So with confidence intervals one thing that's nice about it is, you can say, well, when there's no overlap, you can be at least 90% confident that there's a difference. Homewares, for example—the lower bound of the confidence interval is what seeds pretty much everything here. We could assume that in almost every card sort, a majority are going to use homewares as a major categorization strategy; the same thing with mens and womens. Whereas, with things like appliances and sporting goods, you start getting into the tail here ... your upper end of a quarter of the people are using that search strategy. Now again, is that because of the items we're using, or is that because of just the way that people think of things, and how they search from the top level down?

One thing we love to ask is, quite simply, what was the most difficult item to categorise? Again we're starting to see now, some confirmation of the things we were starting to see in that dendrogram. The item that 40% of participants listed as the most difficult to categorise, or as difficult to categorise, was this $5 - $1,000 iconic puppy gift card.

We picked this item as a gift card, and it was the actual label on target, but this goes to show you where your good intentions can go awry. Because what this refers to is the actual Target gift card, with a little puppy face on it. Let me show you what that looks like here. This thing right here, it's a $5 - $1,000 puppy gift card. So there's the cute puppy right there. So I think participants were unsure: “Am I getting a puppy for $5 - $1,000? Or is this just a gift card?” So that could be an abhorration in our testing. But nevertheless, gift cards tend to be outside the range of where people look, and that's reflect in how they're sorted as well.

We got some other ones too that, alright, they were harder to sort. Other ones that seemed to be slam dunks. They seemed to know where to sort these — for example, the sewing machine. They seemed to know pretty well where to put that together. So this is our second step of the data as we're forming our ideas. And usually this sort of thing, to get right away, will help answer some questions that are hotly debated within a company about which items should be together and which ones are difficult to find.

Oh, there's our puppy right there.

Alright, so as I talked about, this is the lower part of that dendrogram, we've got that Nano Tech Shaver, which is a runt. There's that gift card ... and as you can see, because people were seeing “puppy,” they were also associating that with this leash, which people also assumed goes with “dogs”. And you'll see this a lot of times in card sorting. It's called, basically, a “false sort”. People are just focussing on the wrong item, in this case, and part of that is just an abherration of the method. Those are things to look out for.

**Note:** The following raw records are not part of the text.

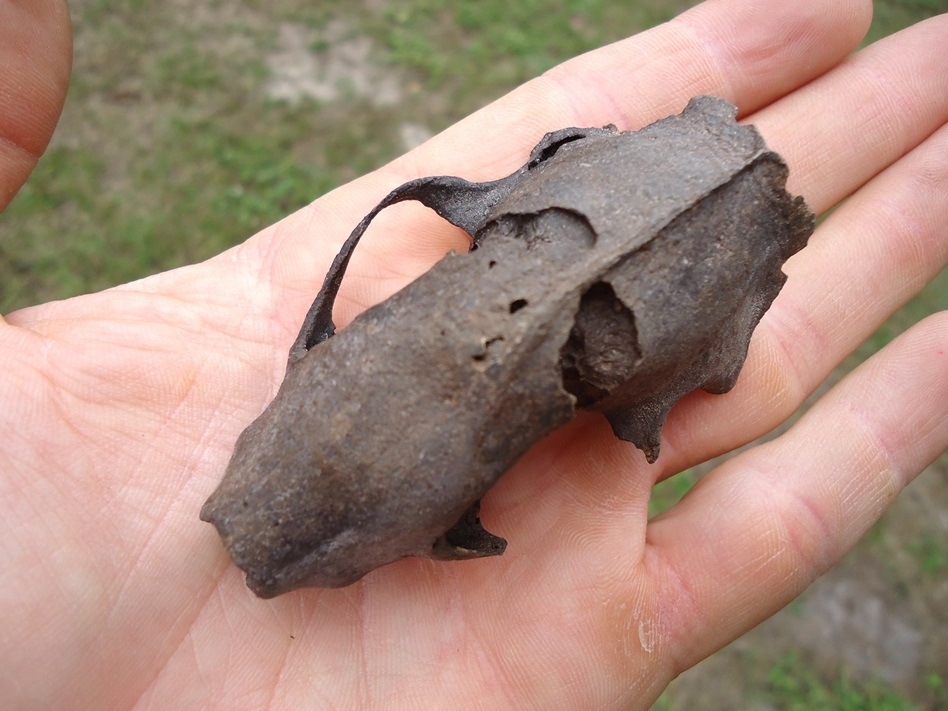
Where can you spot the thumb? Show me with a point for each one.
(35, 60)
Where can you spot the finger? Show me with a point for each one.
(35, 58)
(755, 532)
(866, 260)
(748, 52)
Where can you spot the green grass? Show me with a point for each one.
(170, 150)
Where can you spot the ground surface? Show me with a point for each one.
(192, 124)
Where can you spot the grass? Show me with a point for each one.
(171, 150)
(791, 685)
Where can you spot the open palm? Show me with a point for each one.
(120, 409)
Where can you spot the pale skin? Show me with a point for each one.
(120, 409)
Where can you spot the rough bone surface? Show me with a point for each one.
(614, 271)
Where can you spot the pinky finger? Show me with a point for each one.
(759, 529)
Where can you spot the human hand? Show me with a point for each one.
(121, 408)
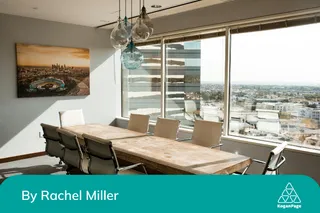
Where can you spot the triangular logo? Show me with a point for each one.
(289, 195)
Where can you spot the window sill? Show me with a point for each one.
(292, 148)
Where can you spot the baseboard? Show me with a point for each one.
(21, 157)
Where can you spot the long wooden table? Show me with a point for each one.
(165, 155)
(102, 131)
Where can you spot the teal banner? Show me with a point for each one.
(153, 193)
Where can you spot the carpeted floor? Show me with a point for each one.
(37, 165)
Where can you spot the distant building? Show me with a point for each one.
(316, 114)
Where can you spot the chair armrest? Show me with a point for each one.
(216, 146)
(129, 167)
(133, 166)
(183, 139)
(258, 161)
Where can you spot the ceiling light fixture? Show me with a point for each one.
(127, 24)
(131, 57)
(156, 6)
(146, 19)
(140, 31)
(119, 36)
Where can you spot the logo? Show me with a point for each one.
(289, 198)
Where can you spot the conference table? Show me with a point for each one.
(164, 155)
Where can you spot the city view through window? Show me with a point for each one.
(275, 85)
(274, 78)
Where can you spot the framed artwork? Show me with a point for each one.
(52, 71)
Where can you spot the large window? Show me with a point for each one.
(195, 80)
(275, 85)
(273, 72)
(141, 88)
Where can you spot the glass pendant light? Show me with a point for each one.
(140, 31)
(146, 19)
(127, 24)
(131, 57)
(119, 36)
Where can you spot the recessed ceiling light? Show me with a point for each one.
(156, 6)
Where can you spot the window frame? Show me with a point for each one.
(250, 25)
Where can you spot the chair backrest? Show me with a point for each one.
(73, 154)
(71, 118)
(275, 159)
(167, 128)
(53, 146)
(206, 133)
(139, 123)
(190, 106)
(103, 159)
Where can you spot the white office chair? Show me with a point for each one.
(103, 159)
(139, 123)
(73, 154)
(71, 118)
(190, 108)
(206, 133)
(53, 146)
(166, 128)
(274, 162)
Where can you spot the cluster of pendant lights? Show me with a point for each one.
(125, 34)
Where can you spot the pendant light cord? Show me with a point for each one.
(131, 16)
(125, 8)
(119, 10)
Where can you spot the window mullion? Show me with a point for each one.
(163, 78)
(227, 82)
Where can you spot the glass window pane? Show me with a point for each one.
(141, 87)
(275, 85)
(195, 80)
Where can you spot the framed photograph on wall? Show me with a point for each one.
(52, 71)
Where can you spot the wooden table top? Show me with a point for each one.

And then, if you were to change this to “$5 - $1,000 Gift Card”, we'd expect that to just go away, or at least form somewhere else.

So again, a lot of data. This is kind of an eye chart, but part of what comes out of a card sort is: you get to see everywhere people put things, what they called it, what the first, most popular categories were. So I had here in the dendrogram different categories, so we can look in here to see where they fell. So for example, I've got highlighted the large sunglasses. And the way to look at this is: these are the items on the left side of the 40. And this first slide shows where people identified on the primary category there's large agreement, well at least above 40% of people put it in roughly the same category.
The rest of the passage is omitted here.